A burial made with care
The next summer, the research team returned to the cave and over an intensive five-week excavation gradually uncovered what emerged as a female infant burial. They found a line of beads, shells that had clearly been strung together and an eagle owl talon. They also found part of a humerus, phalanges and metacarpals, or bones of the hand, vertebrae, ribs, and a significant amount of the skull still in place.
Pendants found in the Arma Veirana burial site
Laboratory analysis revealed wear patterns on the holes in the beads indicating that they had been used for a period of time before being placed in the infant’s grave. “They likely weren’t made for burial,” Orr explains. “It represented a significant amount of work to produce all of those beads, and on foot as a Paleolithic person it wouldn’t have been easy to go down to the Mediterranean. These were valued objects and it would have been a significant investment to bury a child with them.”
Gradually, the researchers began referring to the remains of the infant as Neve, which means “snow” in Italian, though Orr admits this arose from his misspelling of the Neva River Valley where the cave is located.

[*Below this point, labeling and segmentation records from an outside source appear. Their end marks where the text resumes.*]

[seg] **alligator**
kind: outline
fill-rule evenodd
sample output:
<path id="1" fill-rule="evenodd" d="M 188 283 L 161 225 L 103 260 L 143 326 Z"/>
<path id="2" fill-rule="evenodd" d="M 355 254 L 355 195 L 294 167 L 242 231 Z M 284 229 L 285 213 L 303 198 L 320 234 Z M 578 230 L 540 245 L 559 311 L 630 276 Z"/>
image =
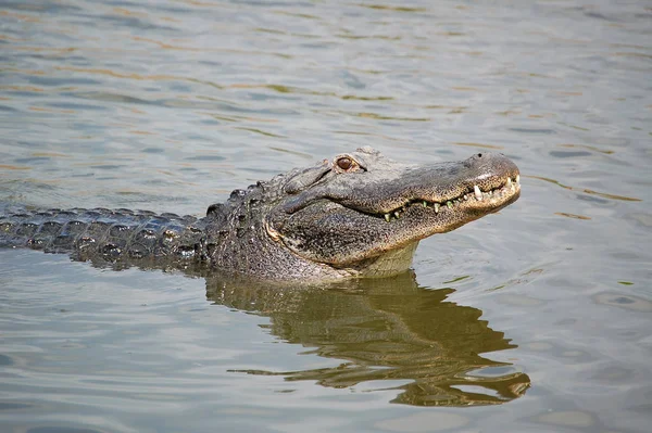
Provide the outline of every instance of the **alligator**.
<path id="1" fill-rule="evenodd" d="M 519 180 L 502 154 L 410 165 L 365 147 L 235 190 L 201 218 L 10 208 L 0 215 L 0 246 L 271 281 L 386 277 L 410 268 L 419 240 L 516 201 Z"/>

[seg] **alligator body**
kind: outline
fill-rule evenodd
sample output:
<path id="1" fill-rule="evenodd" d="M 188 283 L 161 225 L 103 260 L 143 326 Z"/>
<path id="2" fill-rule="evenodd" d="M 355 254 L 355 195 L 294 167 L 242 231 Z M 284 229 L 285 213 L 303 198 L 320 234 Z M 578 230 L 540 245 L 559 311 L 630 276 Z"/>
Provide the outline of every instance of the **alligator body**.
<path id="1" fill-rule="evenodd" d="M 518 168 L 503 155 L 418 166 L 362 148 L 235 190 L 202 218 L 10 211 L 0 215 L 0 246 L 263 280 L 384 277 L 411 266 L 419 240 L 497 212 L 519 193 Z"/>

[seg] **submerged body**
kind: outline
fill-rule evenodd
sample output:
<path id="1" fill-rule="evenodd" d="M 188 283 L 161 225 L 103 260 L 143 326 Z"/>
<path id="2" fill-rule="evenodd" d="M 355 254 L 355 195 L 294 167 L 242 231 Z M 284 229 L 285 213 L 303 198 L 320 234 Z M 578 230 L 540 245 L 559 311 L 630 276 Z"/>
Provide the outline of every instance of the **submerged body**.
<path id="1" fill-rule="evenodd" d="M 115 266 L 201 266 L 264 280 L 322 281 L 406 270 L 418 241 L 516 201 L 503 155 L 427 166 L 371 148 L 278 175 L 203 218 L 103 208 L 0 215 L 0 245 Z"/>

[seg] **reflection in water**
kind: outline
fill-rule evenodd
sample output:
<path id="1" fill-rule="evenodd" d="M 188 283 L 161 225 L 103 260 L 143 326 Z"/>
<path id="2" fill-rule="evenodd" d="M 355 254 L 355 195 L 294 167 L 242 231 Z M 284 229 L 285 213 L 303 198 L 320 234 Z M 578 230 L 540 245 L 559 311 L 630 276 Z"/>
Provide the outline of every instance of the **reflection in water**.
<path id="1" fill-rule="evenodd" d="M 216 278 L 206 281 L 206 296 L 216 304 L 267 316 L 274 335 L 347 360 L 334 368 L 242 372 L 333 387 L 409 381 L 393 387 L 402 392 L 392 402 L 416 406 L 501 404 L 522 396 L 530 384 L 509 364 L 479 356 L 516 347 L 479 320 L 479 309 L 447 302 L 451 289 L 419 288 L 411 272 L 328 288 L 233 288 Z"/>

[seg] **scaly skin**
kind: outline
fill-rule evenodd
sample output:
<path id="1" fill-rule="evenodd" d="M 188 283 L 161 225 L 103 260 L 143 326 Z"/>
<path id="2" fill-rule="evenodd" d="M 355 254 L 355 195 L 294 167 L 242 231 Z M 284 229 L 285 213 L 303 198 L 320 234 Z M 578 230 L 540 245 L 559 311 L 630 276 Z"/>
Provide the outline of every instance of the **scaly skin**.
<path id="1" fill-rule="evenodd" d="M 518 180 L 518 168 L 502 155 L 416 166 L 362 148 L 236 190 L 203 218 L 101 208 L 10 212 L 0 216 L 0 246 L 262 280 L 385 277 L 411 266 L 421 239 L 516 201 Z"/>

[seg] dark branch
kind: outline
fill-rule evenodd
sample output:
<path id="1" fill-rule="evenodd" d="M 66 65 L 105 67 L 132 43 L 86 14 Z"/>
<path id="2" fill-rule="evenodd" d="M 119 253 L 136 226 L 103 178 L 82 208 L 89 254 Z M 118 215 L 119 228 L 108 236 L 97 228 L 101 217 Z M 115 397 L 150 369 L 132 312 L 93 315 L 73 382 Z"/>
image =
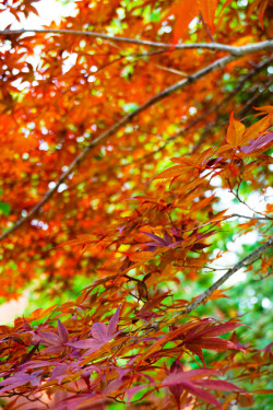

“There’s some debate in archaeology about whether we should be giving names to individuals whose culture is quite remote,” Orr explains. “That baby’s people gave her a name, most likely, so is it right to impose this name? We’re quite sensitive to that, but the team also felt the emotional weight of what we were uncovering, and always referring to the baby as AVH-1 (the specimen number) didn’t seem right, either. We opted to err on the side of giving her a more humanized name, an Italian name.”
Finding an infant burial from this era was significant for several of reasons, Orr says, including the fact researchers have uncovered so few of them.
“There’s a lot of conversation in the literature about the personhood of infants during this era or earlier,” Orr says. “Because we haven’t found a lot of infant burials, it’s been hypothesized that they weren’t fully recognized as individuals worthy of burial.
“The burial of infants is not necessarily in question – we do have the example of monozygotic twins in what’s now Austria dated to 27,000 years ago, and a few good examples from the later part of the Mesolithic – but there are more unknowns about the concepts of personhood and group membership. With adult burials, it varies a lot across geography and sites, but there’s evidence of egalitarian treatment of genders in funerary practices. How does this extend to children? That’s something we just don’t know.”
The discovery of an infant burial with evidence of deliberation and care, and objects of clear value placed with the child, is significant in understanding the cultural structure and values of early societies.
Blending humanity and science
After pausing the dig in 2019 to renew permits, and then COVID-19 interruptions the following two summers, Orr says the team hopes to return to Arma Veirana this summer to continue learning about Neve and the culture to which she belonged.
He says his work in the field also influences how he teaches anatomy in the CU School of Medicine.
“The lessons we learn from cadavers go beyond how to name body parts,” he explains. “We need to see them first as patients. These are people, so for students it’s a matter of learning how to respect them as humans and develop that sense of humanity. I hope I impart that to students where I can.
“I see a lot of connections between that and our research in Italy. I don’t think anybody who has worked on the research ever felt coldly clinical. My wife was pregnant with our daughter in 2017 when we first made the find, and then at 6 months old she came back with us. Everybody, I think, felt the emotional weight of what we were doing, and I don’t think that’s a detriment to scientific work. I think the emotion and the responsibility of telling the story of this child has made the science better.”